Арам подошел вплотную:
— Ладно, успокойся, никто твоего Али не собирается отнимать. Я сам был в Узунларе.
— Ты был в Узунларе?
— Только что оттуда. Я ходил с отцом и Николаем.
Внимательно оглядев меня, Арам сказал:
— Если бы ты знал, за каким делом мы ходили туда, Арсен, с чем вернулись, плясал бы от радости, а не дулся.
— Ну, за каким делом? — проглотив обиду, спросил я, уже не в силах погасить в себе внезапно вспыхнувшее любопытство.
Я заметил: моя малейшая неосведомленность вдохновляет Арама. Порядочным оказался хвастунишкой.
Разделавшись с очередным недозрелым персиком, Арам, взвешивая каждое слово, сообщил:
— Завтра еще кровников примирять будут. Новруз-ами больше не будет бояться мести. Захотят, могут и в свое село вернуться.

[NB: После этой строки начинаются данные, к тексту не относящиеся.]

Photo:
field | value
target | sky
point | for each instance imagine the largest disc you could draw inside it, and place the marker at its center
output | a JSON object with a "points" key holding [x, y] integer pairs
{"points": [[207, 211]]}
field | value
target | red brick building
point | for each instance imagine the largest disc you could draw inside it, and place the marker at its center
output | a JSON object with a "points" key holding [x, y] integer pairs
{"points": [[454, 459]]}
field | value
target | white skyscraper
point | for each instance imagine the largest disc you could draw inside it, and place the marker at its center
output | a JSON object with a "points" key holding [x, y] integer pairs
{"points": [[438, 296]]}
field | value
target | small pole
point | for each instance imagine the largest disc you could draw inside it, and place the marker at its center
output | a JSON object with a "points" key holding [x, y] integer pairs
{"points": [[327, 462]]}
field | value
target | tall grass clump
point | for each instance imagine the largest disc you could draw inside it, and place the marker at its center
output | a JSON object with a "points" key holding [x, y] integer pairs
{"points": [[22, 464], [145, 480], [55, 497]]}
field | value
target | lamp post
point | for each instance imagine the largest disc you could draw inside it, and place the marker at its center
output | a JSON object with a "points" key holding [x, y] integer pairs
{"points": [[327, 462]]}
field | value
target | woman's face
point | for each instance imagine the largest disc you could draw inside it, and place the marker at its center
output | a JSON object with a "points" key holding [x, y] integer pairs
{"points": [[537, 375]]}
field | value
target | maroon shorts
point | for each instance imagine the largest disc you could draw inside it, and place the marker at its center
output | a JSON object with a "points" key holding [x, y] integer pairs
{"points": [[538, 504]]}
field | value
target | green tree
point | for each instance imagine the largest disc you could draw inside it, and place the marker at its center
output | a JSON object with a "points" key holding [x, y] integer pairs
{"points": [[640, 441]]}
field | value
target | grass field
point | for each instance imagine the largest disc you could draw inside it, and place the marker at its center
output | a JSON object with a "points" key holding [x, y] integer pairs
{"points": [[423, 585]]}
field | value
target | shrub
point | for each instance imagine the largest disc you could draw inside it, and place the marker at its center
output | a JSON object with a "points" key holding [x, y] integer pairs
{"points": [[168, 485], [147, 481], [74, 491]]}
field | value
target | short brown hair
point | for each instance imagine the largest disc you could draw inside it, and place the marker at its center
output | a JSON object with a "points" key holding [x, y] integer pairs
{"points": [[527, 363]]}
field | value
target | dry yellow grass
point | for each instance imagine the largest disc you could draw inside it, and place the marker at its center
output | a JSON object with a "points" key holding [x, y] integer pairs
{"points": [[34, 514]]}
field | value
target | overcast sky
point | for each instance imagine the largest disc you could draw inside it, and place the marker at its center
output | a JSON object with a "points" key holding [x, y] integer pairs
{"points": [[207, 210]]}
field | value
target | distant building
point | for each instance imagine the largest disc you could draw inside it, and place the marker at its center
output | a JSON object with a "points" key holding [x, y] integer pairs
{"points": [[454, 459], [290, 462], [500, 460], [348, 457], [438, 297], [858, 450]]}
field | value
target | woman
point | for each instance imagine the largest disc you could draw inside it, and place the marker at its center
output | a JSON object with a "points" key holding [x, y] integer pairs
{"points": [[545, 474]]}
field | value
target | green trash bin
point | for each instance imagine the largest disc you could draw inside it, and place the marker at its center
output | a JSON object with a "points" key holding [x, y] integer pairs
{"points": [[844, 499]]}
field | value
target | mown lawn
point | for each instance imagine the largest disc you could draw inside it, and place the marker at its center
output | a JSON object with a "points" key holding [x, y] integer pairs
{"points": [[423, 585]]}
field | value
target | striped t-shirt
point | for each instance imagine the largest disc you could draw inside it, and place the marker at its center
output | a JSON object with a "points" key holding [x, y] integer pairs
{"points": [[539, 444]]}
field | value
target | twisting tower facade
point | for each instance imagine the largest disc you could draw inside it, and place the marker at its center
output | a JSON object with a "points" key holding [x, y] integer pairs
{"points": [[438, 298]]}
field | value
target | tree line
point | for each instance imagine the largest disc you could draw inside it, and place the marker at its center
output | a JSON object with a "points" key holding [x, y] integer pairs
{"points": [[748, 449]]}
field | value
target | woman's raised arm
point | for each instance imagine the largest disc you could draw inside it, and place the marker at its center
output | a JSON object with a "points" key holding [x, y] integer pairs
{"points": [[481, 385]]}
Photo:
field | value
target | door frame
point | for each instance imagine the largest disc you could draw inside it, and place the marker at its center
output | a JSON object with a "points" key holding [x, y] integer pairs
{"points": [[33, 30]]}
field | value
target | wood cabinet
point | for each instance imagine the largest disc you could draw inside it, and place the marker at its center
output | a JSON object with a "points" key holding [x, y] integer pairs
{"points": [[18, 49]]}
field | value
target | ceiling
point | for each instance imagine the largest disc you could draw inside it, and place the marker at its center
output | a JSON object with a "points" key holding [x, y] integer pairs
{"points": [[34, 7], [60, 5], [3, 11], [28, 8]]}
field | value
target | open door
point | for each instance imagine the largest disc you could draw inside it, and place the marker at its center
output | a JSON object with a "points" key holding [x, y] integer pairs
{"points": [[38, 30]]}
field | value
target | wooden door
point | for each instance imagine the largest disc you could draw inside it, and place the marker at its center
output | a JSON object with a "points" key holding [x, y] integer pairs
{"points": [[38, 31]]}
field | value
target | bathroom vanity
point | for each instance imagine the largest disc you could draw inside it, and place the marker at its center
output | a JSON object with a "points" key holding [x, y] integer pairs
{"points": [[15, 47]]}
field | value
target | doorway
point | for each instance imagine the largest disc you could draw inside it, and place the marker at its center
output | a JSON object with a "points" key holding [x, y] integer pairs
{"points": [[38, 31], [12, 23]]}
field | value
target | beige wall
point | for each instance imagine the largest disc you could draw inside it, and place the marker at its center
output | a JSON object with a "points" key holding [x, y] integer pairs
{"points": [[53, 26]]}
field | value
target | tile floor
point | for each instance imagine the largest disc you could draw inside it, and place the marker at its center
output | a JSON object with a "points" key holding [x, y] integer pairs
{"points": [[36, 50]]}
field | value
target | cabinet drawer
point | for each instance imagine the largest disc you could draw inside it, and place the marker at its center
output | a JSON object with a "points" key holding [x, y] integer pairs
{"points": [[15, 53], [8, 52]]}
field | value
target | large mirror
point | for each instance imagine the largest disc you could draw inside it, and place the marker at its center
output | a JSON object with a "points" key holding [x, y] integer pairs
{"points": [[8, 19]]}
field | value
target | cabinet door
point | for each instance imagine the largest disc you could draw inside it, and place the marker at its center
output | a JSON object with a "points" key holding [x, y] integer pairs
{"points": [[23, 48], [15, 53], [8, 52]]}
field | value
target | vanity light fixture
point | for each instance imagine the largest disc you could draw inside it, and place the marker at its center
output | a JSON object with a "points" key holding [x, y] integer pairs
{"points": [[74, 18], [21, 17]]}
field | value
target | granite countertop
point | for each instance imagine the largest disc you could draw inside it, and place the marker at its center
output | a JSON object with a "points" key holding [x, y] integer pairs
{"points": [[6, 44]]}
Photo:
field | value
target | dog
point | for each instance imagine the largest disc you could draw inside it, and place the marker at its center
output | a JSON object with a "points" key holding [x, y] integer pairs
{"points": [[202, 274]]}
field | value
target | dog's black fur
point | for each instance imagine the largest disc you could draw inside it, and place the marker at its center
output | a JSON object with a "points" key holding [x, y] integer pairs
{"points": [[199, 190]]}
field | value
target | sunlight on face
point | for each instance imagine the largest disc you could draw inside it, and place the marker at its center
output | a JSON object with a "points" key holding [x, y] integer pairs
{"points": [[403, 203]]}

Вот это новость! Всем новостям — новость. Шельмец, я варпет, леплю самостоятельно какие ни есть глиняные фигурки, а ты, как маленького, снова обскакал меня, околпачил?
Дав мне порядком пережить свой провал, Арам решил с ходу оглушить меня другой новостью.
— А ты знаешь, кто в Узунларе председателем сельсовета?
Но эта новость для меня была уже не новостью. Я мрачно ответил:
— Знаю. Муса Караев, отец моего кирвы Али.
— Ого! — не преминул поддеть меня Арам. — Варпет, с взрослыми садишься-встаешь, а пищей разных ветрогонов не брезгуешь. Вчера только узунларцы решали, кому быть над ними председателем, а ты уже знаешь. Это делает тебе честь.
Весть о примирении хоть и порадовала меня, но самолюбие все же было задето. «Нет, подумайте только, — горько думал я, идя своей дорогой, — Николай — наш постоялец, живет со мною под одной крышей, а в Узунлар пошел с Арамом. А еще колкости разные разрешает себе. Везет же этому оракулу, ему всегда семь солнц светят!»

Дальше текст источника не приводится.